Weapons - Quiver and Bow-case

Origin and time: Ottoman, around 1550
KHM (Museum of Fine Arts), Vienna
Inv. No. C5, C5a (Collection of Arms and Armour)

The quiver and bow case made of pale leather are bordered by a red frame, which is densely decorated with fine spiral cirri of white leather. Within the frame red medallions are visible. The use of abstract ornaments based on stylized plants is typical for Ottoman arts. Curved spiral cirri combined with blossom buds decorating the given objects illustrate this characteristic feature of Ottoman arts.

The bow was stored in the bow-case, which was larger than the quiver. Together with the scimitar, it had become one of the symbols of Ottoman armament. Even after the introduction of firearms, the Ottoman army continued using bows and arrows. The production of an Ottoman bow took up to ten years, depending on its quality. In the production process, several layers of hard wood, buffalo horn and animal sinew were stuck together with fish glue. Every step of this procedure involved a long drying time, which in turn caused the long production time. With these composite bows the Ottomans were able to shoot the arrow as far as 800 metres. Thanks to a ring made of metal or horn, which was slipped over the thumb, an Ottoman archer was able to draw the bow much more effectively than an archer using the European technique, in which the trigger finger and the middle finger were used.
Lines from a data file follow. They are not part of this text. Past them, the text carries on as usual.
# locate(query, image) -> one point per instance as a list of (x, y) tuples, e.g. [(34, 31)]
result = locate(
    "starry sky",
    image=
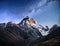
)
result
[(45, 12)]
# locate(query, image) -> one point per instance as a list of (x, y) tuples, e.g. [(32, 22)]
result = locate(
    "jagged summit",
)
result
[(27, 21)]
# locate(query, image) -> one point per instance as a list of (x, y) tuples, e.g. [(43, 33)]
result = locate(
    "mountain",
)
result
[(25, 33)]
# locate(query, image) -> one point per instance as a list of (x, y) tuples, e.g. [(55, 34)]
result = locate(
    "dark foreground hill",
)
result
[(28, 33)]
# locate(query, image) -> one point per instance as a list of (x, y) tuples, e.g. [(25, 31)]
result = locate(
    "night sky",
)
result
[(45, 12)]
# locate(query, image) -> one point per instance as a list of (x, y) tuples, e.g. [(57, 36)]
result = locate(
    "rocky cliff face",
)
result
[(26, 32)]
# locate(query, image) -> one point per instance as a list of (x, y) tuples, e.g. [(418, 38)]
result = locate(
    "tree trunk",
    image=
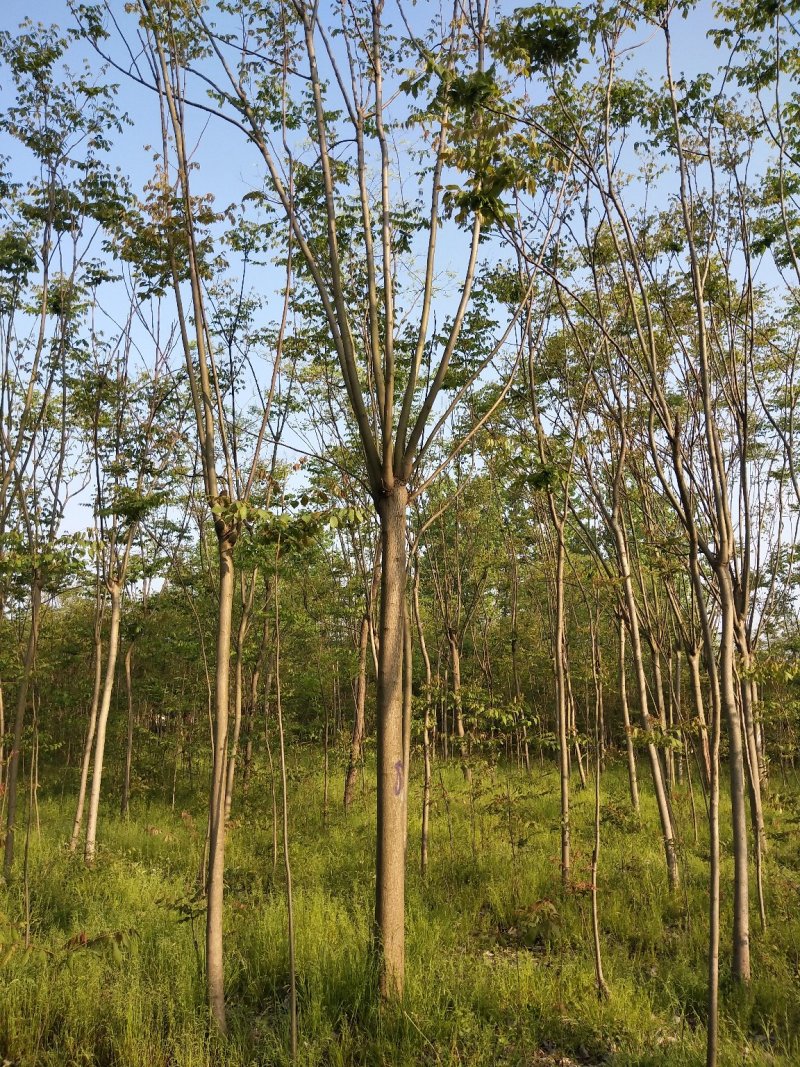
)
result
[(740, 961), (655, 764), (361, 697), (389, 933), (561, 713), (89, 744), (129, 743), (214, 882), (13, 765), (102, 718), (457, 703), (629, 750), (697, 689), (426, 728)]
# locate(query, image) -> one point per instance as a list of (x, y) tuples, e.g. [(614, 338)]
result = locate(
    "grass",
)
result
[(499, 960)]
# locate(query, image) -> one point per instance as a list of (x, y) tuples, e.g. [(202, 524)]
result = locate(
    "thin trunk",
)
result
[(629, 750), (102, 718), (697, 693), (13, 765), (655, 764), (361, 697), (129, 744), (457, 703), (426, 727), (740, 961), (714, 888), (600, 978), (214, 885), (389, 933), (89, 744), (356, 742), (285, 819), (408, 706), (561, 714)]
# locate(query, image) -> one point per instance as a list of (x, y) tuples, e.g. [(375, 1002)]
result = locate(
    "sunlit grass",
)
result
[(499, 960)]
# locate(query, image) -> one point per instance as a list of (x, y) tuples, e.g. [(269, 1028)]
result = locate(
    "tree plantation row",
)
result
[(401, 399)]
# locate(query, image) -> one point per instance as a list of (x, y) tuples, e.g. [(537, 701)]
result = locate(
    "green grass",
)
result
[(499, 961)]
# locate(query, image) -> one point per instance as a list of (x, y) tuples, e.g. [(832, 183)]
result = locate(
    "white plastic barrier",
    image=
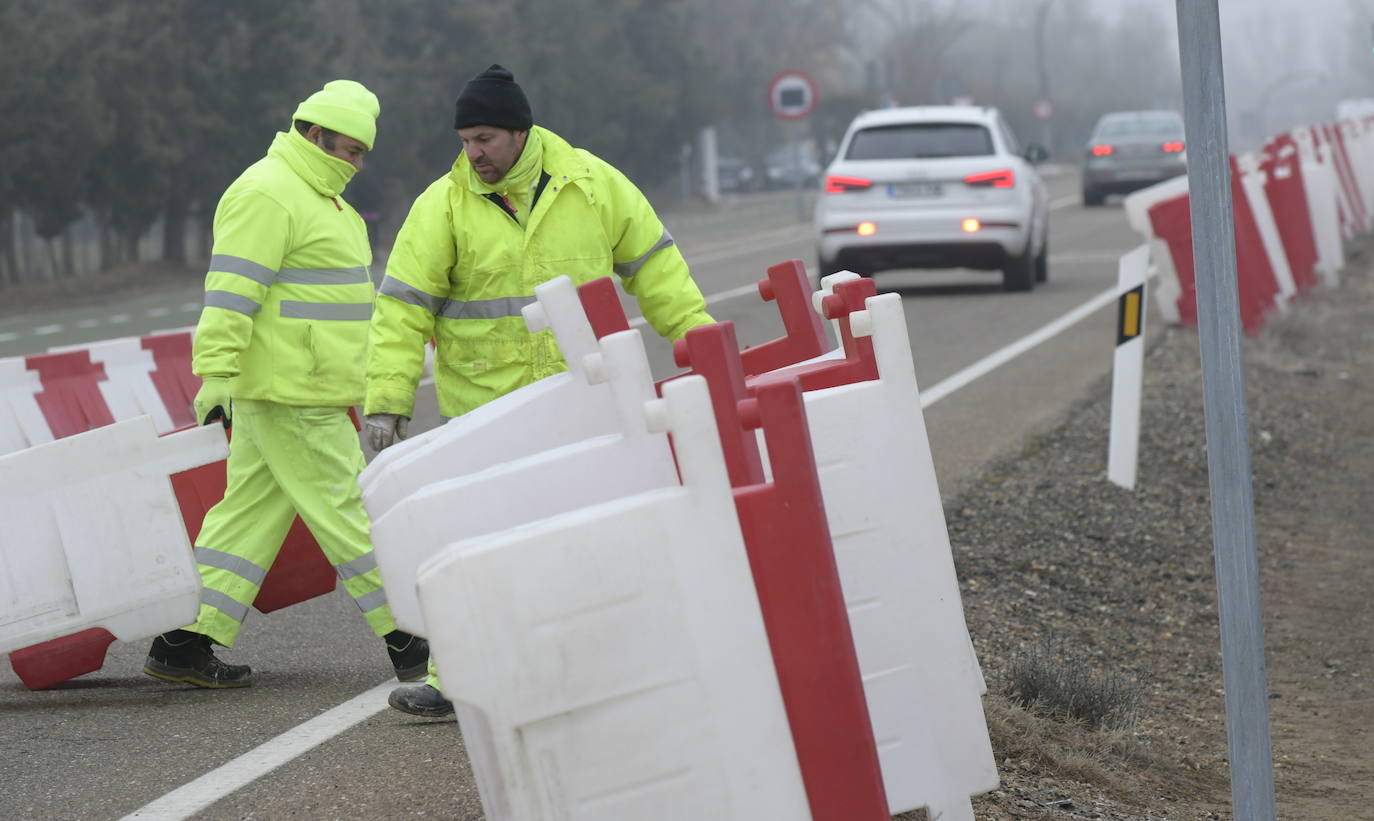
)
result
[(1319, 184), (1252, 183), (577, 474), (548, 413), (128, 387), (886, 522), (1138, 205), (94, 537), (22, 423), (610, 663)]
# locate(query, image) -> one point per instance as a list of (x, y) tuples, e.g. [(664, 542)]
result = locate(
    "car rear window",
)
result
[(915, 140), (1142, 126)]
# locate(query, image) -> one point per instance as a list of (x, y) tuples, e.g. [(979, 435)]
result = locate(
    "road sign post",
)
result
[(792, 95)]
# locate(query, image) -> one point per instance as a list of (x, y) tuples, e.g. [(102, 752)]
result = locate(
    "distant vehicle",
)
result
[(1131, 150), (783, 169), (735, 175), (935, 187)]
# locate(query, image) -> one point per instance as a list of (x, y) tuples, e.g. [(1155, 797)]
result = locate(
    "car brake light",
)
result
[(840, 183), (999, 179)]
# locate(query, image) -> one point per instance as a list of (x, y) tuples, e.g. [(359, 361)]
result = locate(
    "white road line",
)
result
[(194, 796), (988, 363)]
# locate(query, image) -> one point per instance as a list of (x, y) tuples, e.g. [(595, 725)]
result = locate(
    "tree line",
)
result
[(132, 117)]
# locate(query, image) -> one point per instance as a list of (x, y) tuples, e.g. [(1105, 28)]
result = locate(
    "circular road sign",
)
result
[(792, 95)]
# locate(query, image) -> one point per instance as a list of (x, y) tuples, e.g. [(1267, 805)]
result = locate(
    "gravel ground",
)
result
[(1112, 592)]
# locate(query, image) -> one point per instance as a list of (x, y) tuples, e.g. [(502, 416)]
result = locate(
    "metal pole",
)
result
[(1223, 394)]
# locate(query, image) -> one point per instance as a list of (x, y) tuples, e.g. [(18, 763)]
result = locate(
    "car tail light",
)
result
[(999, 179), (840, 183)]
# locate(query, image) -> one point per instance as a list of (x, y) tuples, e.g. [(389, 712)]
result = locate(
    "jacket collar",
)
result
[(327, 175)]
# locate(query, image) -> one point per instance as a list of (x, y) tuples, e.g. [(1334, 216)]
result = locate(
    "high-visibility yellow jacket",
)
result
[(463, 267), (289, 295)]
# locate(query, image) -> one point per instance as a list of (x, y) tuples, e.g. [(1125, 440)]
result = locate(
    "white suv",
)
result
[(935, 187)]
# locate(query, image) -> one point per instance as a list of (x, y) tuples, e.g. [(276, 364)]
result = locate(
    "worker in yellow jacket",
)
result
[(280, 350), (518, 207)]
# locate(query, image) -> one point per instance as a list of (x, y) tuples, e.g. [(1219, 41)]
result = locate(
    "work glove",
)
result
[(385, 430), (212, 401)]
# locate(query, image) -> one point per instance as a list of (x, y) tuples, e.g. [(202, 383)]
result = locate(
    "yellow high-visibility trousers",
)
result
[(286, 460)]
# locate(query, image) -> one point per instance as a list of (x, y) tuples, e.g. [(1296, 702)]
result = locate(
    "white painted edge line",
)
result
[(994, 360), (195, 795)]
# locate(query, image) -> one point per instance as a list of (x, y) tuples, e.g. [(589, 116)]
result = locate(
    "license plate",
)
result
[(914, 190)]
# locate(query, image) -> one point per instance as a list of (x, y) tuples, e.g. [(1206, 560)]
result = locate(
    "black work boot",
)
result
[(410, 655), (182, 655), (421, 699)]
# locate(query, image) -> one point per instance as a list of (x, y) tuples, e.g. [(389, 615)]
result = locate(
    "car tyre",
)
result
[(1018, 272)]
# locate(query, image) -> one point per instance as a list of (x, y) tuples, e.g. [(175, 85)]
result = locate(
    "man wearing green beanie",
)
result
[(520, 207), (280, 349)]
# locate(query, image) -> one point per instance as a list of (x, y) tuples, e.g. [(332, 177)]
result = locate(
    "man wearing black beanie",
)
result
[(518, 207)]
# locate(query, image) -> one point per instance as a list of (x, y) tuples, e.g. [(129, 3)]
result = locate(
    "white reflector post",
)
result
[(1223, 400), (1128, 367)]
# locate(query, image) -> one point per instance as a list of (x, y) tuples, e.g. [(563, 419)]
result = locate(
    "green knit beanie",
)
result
[(342, 106)]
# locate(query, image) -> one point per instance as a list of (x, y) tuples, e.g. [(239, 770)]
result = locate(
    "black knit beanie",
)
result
[(493, 98)]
Reflex bows are named after their characteristic tendency of bending back into their natural curve. In order to string a reflex bow, it had to be bent against its natural curve. As the different layers of wood, horn and animal sinew strived to return to their original forms, such a bow was already under high strain, which was increased when the archer drew the bow. Due to the different layers of glue applied, Ottoman bows were highly sensitive to humidity. In order to protect the bow from humidity, the inner side of the bow, where the layers of animal sinew were glued together, was coated with a thin layer of painted parchment. For the same reason and to make it easier for the archer to fight in close combat, the bow was stored in the bow-case after usage. Ottomans carried the bow-case (sadak) on the left and the quiver (tirkes) on the right side.

Since bows played a significant role in the Ottoman martial tradition, sultans delighted in giving these weapons, together with the corresponding bow-cases, as presents to European diplomats. It is very likely that this bow-case with its extraordinary 16th century design was given to the imperial family as a present, as most of the Oriental showpieces were diplomatic presents.